At Allegiant Stadium on Dec. 19.
The Raiders’ new $2 billion palace has been reserved that night for the third fight between heavyweight juggernauts Tyson Fury (30-0-1, 21 knockouts) and Deontay Wilder (42-1-1, 41 KOs), according to Top Rank chairman Bob Arum, Fury’s co-promoter.
Arum also said he hopes a crowd of 20,000 or so can attend the fight, provided the right precautionary and social distancing measures are in place amid the coronavirus pandemic.
“That is the date that we all want,” Arum said. “That’s the date that both sides are happy with. Whether we’ll be able to do it in the stadium with limited seating, that’s in the hands of the gods.”
The fight would likely be the first at the stadium and would take place two days after the Raiders’ Thursday night game against the Los Angeles Chargers. Arum said his promotional firm has been “very friendly” with the Raiders since they arrived in Las Vegas, and that his staff has been in contact “for a while” with owner Mark Davis and president Marc Badain about contesting a fight at the stadium.

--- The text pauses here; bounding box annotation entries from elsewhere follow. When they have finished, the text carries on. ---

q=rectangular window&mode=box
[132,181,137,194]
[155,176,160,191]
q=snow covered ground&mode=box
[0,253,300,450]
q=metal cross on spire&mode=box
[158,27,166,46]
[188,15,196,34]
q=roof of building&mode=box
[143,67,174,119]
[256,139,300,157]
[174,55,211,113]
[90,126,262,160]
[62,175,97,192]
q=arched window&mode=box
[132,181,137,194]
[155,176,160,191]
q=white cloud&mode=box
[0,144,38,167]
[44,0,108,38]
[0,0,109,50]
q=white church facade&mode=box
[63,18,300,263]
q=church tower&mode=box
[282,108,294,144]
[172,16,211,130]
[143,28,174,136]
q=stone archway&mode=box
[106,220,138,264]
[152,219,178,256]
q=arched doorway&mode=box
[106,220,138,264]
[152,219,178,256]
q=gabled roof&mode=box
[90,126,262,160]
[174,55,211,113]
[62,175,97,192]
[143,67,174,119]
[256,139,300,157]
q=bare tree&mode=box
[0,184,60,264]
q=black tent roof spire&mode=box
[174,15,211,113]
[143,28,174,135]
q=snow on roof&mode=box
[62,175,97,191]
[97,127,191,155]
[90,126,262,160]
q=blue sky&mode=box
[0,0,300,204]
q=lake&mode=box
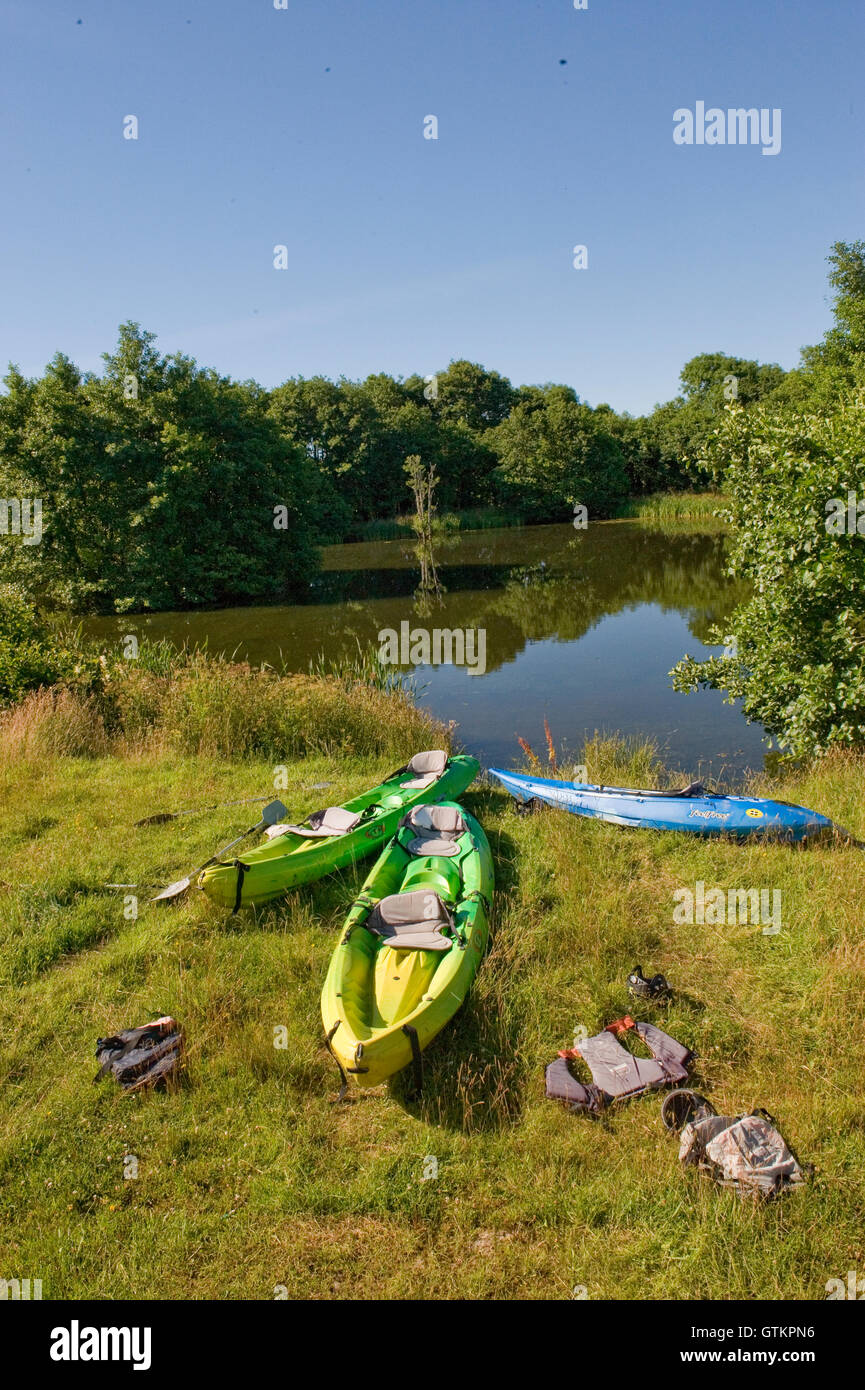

“Whenever they fight, I think it’s going to be a huge type of attraction, and to do it as the first fight at Allegiant Stadium would be something really special,” Arum said.
Fury and Wilder first fought to a controversial draw in December of 2018 at Staples Center in Los Angeles, sparking one of boxing’s fiercest rivalries in its most traditionally popular division.
They both fought tuneup fights in Las Vegas last fall and met again on Feb. 22 at MGM Grand Garden before a sellout crowd of 15,816 — grossing a heavyweight record live gate of $16.9 million.
Fury won via seventh-round technical knockout to capture Wilder’s WBC title.
Wilder promptly exercised a rematch clause built into the fight’s contract, and the trilogy was supposed to conclude in July before the virus forced an indefinite postponement. Top Rank since has constructed a bubble site inside MGM Grand’s Grand Ballroom, and has been holding biweekly fight cards the last three weeks.
Arum said last month Allegiant Stadium could potentially host a lightweight unification bout in September between world titlists Vasiliy Lomachenko and Teofimo Lopez. But he said Wednesday that holding a fight in the stadium that soon may be “too ambitious.”
“By Dec. 19, people will say, ‘Yeah, maybe by then, the worst is over and they can do it,’ ” Arum said. “If I start saying September, I open up can of worms. … If we have to do (Lomachenko and Lopez) in the bubble, then we’ll do it in the bubble. If we can get spectators, maybe at the MGM or at Allegaint or whatever, we’ll keep everybody in the bubble and get spectators.
“But I’m not asking for that now. And I don’t know if that’ll be possible.”